Models can deduct travel expenses when they are away from their “tax home” overnight for business. A tax home is the entire city or general area of your main place of business. Deductible overnight travel expenses include the cost of airfare, lodging, and transportation at the destination, such as taxis or rental cars. For local travel to auditions or photoshoots, models can deduct the actual costs of using their car or use the standard mileage rate, which for 2025 is 70 cents per mile.
The cost of business meals with clients, agents, or other professional contacts is 50% deductible. To qualify, the model must be present, the meal cannot be lavish or extravagant, and there must be a substantial business discussion before, during, or immediately after the meal. The 50% limitation applies to the cost of the food and beverages, including taxes and tips.

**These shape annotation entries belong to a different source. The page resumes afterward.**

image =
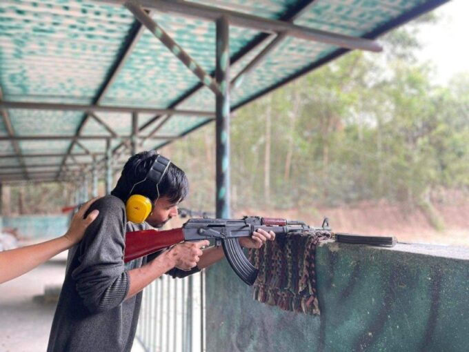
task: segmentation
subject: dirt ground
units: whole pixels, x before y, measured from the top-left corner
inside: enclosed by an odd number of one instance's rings
[[[399,242],[428,243],[469,247],[469,202],[453,205],[435,205],[443,219],[443,230],[439,231],[431,224],[428,215],[419,208],[403,204],[362,203],[353,207],[310,207],[302,209],[254,211],[235,212],[235,216],[255,215],[302,220],[320,226],[327,217],[335,232],[362,235],[393,235]]]

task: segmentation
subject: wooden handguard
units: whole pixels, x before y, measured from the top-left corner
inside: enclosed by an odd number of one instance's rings
[[[277,217],[263,217],[263,225],[285,226],[287,224],[286,219],[279,219]]]

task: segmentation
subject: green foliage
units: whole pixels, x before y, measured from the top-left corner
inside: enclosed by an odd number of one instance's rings
[[[383,37],[384,55],[352,52],[233,113],[233,208],[387,199],[430,214],[432,192],[467,190],[469,76],[434,85],[415,59],[417,27]],[[214,131],[168,147],[189,173],[194,208],[212,209]]]

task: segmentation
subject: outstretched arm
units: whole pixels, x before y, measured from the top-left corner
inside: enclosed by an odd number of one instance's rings
[[[83,237],[85,230],[98,216],[93,211],[86,219],[83,216],[97,198],[93,198],[73,216],[67,233],[45,242],[0,252],[0,284],[17,277],[46,262],[60,252],[68,249]]]

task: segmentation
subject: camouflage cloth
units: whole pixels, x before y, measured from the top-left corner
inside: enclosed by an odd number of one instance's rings
[[[330,237],[329,231],[306,231],[277,235],[250,250],[249,260],[259,269],[254,299],[285,311],[319,314],[315,254],[317,244]]]

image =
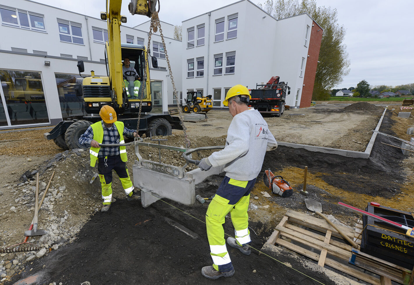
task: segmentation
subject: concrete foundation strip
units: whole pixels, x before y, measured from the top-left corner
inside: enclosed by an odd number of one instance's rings
[[[372,150],[372,147],[375,142],[375,139],[377,137],[377,134],[378,133],[378,131],[381,126],[381,124],[383,122],[384,116],[385,115],[385,112],[387,111],[386,107],[383,112],[382,116],[380,119],[377,127],[375,128],[375,131],[371,137],[371,139],[368,143],[368,145],[365,149],[364,152],[357,152],[354,150],[340,150],[337,148],[331,148],[330,147],[317,147],[314,145],[301,145],[297,143],[291,143],[291,142],[277,142],[279,145],[283,145],[289,147],[293,147],[294,148],[303,148],[311,152],[323,152],[324,153],[331,153],[334,154],[338,154],[347,157],[354,157],[354,158],[368,158],[371,154],[371,151]]]

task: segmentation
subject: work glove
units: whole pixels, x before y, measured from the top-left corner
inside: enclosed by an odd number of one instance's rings
[[[211,168],[211,164],[207,157],[201,159],[201,161],[198,164],[198,167],[203,171],[207,171]]]

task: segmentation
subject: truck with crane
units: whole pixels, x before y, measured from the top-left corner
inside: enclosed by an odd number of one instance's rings
[[[132,14],[149,17],[155,10],[157,2],[157,0],[130,1],[128,7]],[[107,76],[96,76],[93,71],[90,76],[82,76],[81,74],[84,71],[84,62],[78,62],[79,74],[84,78],[82,84],[75,85],[75,93],[83,101],[87,115],[73,116],[71,119],[62,121],[50,132],[44,134],[46,139],[53,140],[64,149],[82,147],[78,142],[79,138],[89,126],[100,120],[97,114],[104,105],[112,107],[118,119],[123,121],[127,128],[138,130],[140,134],[145,133],[148,136],[168,135],[171,134],[172,128],[182,129],[178,117],[149,114],[153,104],[148,63],[149,51],[143,45],[121,43],[120,27],[121,23],[127,21],[126,17],[120,14],[121,2],[122,0],[107,1],[106,12],[101,13],[101,19],[108,22],[108,41],[106,43],[104,55]],[[159,0],[158,4],[159,10]],[[135,71],[128,71],[128,77],[139,77],[142,81],[137,97],[129,96],[125,88],[122,64],[122,59],[125,57],[130,59]],[[152,56],[151,62],[153,67],[157,68],[156,58]]]
[[[285,110],[286,95],[290,94],[287,83],[279,81],[278,76],[273,76],[265,84],[256,84],[256,88],[249,89],[252,98],[249,107],[262,114],[280,117]]]

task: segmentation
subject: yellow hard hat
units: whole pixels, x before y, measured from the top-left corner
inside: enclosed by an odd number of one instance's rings
[[[116,121],[116,113],[113,108],[108,105],[104,105],[99,111],[99,116],[107,124]]]
[[[235,96],[238,96],[239,95],[247,95],[249,96],[249,100],[252,97],[252,96],[250,95],[250,93],[249,93],[249,90],[247,89],[247,87],[241,84],[237,84],[229,89],[229,91],[227,91],[227,94],[226,95],[226,98],[223,101],[223,104],[224,106],[227,106],[229,104],[229,99],[231,98],[231,97],[234,97]]]

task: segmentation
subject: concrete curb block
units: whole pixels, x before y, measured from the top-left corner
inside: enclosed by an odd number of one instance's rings
[[[382,116],[380,119],[377,127],[375,128],[375,130],[378,131],[381,126],[381,124],[383,122],[383,119],[385,115],[385,112],[387,108],[385,108],[383,112]],[[372,150],[372,147],[375,142],[375,139],[377,137],[378,133],[374,132],[371,137],[369,142],[367,146],[365,151],[356,152],[354,150],[340,150],[337,148],[331,148],[330,147],[316,147],[313,145],[300,145],[297,143],[291,143],[291,142],[278,142],[278,145],[283,145],[289,147],[293,147],[294,148],[303,148],[311,152],[323,152],[324,153],[330,153],[334,154],[338,154],[347,157],[353,157],[354,158],[365,158],[367,159],[369,157],[371,154],[371,151]]]

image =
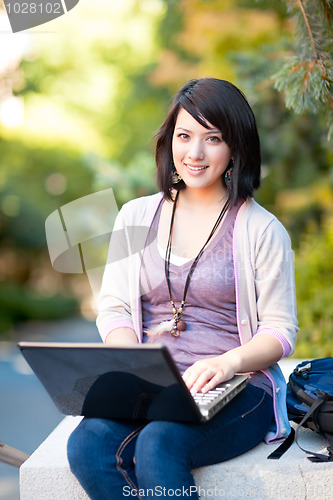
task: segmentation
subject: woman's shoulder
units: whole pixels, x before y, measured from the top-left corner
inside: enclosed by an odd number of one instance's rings
[[[125,203],[120,212],[127,218],[131,218],[137,222],[143,222],[146,218],[149,219],[153,217],[162,198],[162,193],[134,198]]]
[[[258,234],[275,233],[287,236],[287,230],[276,215],[269,212],[253,198],[248,198],[241,206],[239,212],[239,224],[247,227],[250,232]]]

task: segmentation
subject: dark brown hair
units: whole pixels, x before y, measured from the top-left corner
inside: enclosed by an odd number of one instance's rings
[[[180,109],[185,109],[205,128],[218,128],[234,159],[229,198],[253,196],[260,185],[260,140],[253,111],[244,94],[230,82],[217,78],[190,80],[176,94],[166,119],[156,134],[157,183],[167,199],[171,189],[185,189],[183,181],[172,184],[172,137]],[[223,175],[224,182],[224,175]]]

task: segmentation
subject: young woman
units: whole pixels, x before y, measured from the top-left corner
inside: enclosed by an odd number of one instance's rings
[[[114,346],[165,344],[193,393],[235,373],[250,380],[204,424],[84,419],[68,457],[92,499],[154,498],[161,488],[198,498],[193,469],[290,431],[277,361],[298,331],[293,254],[253,200],[260,144],[244,95],[223,80],[187,83],[157,134],[156,163],[160,193],[124,205],[115,226],[153,237],[122,260],[111,238],[100,334]]]

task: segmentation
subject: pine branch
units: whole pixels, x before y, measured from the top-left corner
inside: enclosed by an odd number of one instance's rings
[[[286,0],[296,20],[295,55],[273,76],[286,106],[296,113],[321,112],[332,131],[333,2]]]

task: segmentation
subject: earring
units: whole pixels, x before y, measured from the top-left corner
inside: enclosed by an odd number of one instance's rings
[[[231,178],[232,178],[232,171],[234,167],[234,160],[230,160],[229,167],[227,168],[225,174],[224,174],[224,182],[227,187],[230,186],[231,184]]]
[[[178,182],[182,181],[183,179],[180,177],[178,174],[176,167],[172,165],[172,174],[171,174],[171,181],[172,184],[178,184]]]

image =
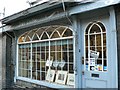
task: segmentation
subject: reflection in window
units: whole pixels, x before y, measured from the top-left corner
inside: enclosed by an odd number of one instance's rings
[[[84,68],[88,71],[107,71],[106,30],[102,23],[93,22],[85,32]]]
[[[48,26],[21,35],[18,53],[20,77],[45,81],[49,69],[74,73],[73,34],[68,27]]]

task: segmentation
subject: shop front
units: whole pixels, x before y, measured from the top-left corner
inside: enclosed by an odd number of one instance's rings
[[[47,9],[44,13],[38,9],[36,16],[29,13],[31,15],[19,18],[16,14],[3,19],[3,23],[11,26],[7,33],[14,33],[11,35],[14,35],[15,46],[12,48],[15,85],[55,89],[118,88],[114,7],[74,12],[74,6],[66,16],[60,5],[52,8],[60,11],[55,15]],[[33,12],[32,8],[27,12]],[[48,18],[39,16],[41,14]]]

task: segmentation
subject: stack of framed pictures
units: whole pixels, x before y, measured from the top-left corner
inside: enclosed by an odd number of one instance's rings
[[[74,79],[74,74],[61,70],[55,71],[48,69],[46,75],[46,81],[69,86],[74,86]]]

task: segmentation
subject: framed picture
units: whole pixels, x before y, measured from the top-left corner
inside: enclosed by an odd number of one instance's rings
[[[74,74],[68,74],[68,78],[67,78],[67,85],[71,85],[74,86],[75,83],[75,77]]]
[[[50,60],[49,60],[49,58],[47,59],[47,61],[46,61],[46,66],[52,66],[52,63],[53,63],[53,57],[51,56],[50,57]]]
[[[58,84],[66,84],[67,71],[58,71],[55,82]]]
[[[48,69],[47,75],[46,75],[46,80],[49,82],[53,82],[55,77],[55,70]]]

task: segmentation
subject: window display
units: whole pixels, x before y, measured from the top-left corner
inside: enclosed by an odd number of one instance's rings
[[[107,71],[106,30],[101,22],[90,23],[85,32],[84,68]]]
[[[73,52],[73,34],[68,27],[48,26],[28,31],[18,39],[18,77],[59,83],[59,72],[74,74]]]

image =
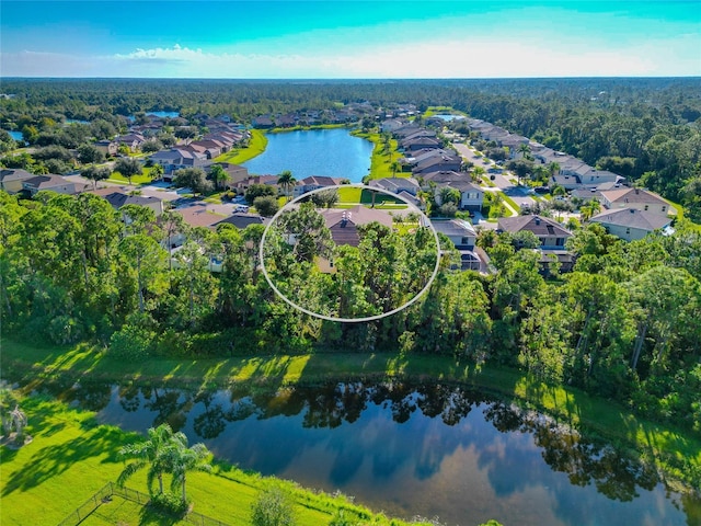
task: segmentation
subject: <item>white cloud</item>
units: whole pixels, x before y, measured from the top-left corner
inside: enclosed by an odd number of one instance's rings
[[[701,75],[698,35],[610,48],[583,39],[464,37],[352,52],[221,53],[174,44],[102,57],[3,54],[3,76],[176,78],[490,78]]]

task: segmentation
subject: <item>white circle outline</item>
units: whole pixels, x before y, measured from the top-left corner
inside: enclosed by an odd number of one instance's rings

A model who uses a specific area of their home exclusively and regularly for their business may be able to claim the home office deduction. There are two methods for calculating this: the simplified method, which allows a deduction of $5 per square foot up to a maximum of 300 square feet, and the actual expense method. The actual expense method involves calculating the percentage of the home used for business and deducting that portion of actual home expenses like rent, utilities, and insurance.
To claim any business expense, models must have proof to substantiate their deductions. The IRS requires that taxpayers maintain accurate records to support the income and expenses reported on their tax returns, as deductions can be disallowed without proper documentation.
The primary form of proof is a receipt or invoice for each expense. These documents should show the payee’s name, the date, the amount paid, and a description of the item or service. For meals, it is also wise to note the business purpose and the individuals who were present. While the IRS does not require a receipt for expenses under $75, you must still record the expense.
For those deducting car expenses using the standard mileage rate, a mileage log is required. This log must document the date of each business trip, the starting and ending locations, the purpose of the travel, and the total miles driven. This can be kept in a physical notebook or through a digital app.
Bank and credit card statements are useful for tracking expenses. It is a good practice to have a separate bank account and credit card dedicated solely to business transactions. This simplifies recordkeeping by creating a clear separation between business and personal finances.
The IRS advises keeping tax records for at least three years from the date you file your return. However, in certain situations, such as underreporting income by more than 25%, the lookback period can extend to six years. It is often recommended to keep records for up to seven years to be safe.
For self-employed individuals, deductions are claimed using Schedule C, “Profit or Loss from Business,” which is filed with the main Form 1040. Part I of Schedule C is used to report your gross income from your modeling work. This includes all payments received from clients, typically reported on Form 1099-NEC, and you will enter your total gross receipts on Line 1.
Part II of Schedule C is where you list your categorized business expenses. The form provides specific lines for common expense categories, such as “Commissions and fees” on Line 10, “Travel” on Line 24a, and “Supplies” on Line 22. Expenses that do not fit into a pre-listed category can be detailed in Part V and the total entered on Line 27a.
After totaling all your expenses, you subtract them from your gross income to determine your net profit or loss on Line 31. This final number is then carried over to your Form 1040. If you have a net profit, you will also need to calculate self-employment tax using Schedule SE.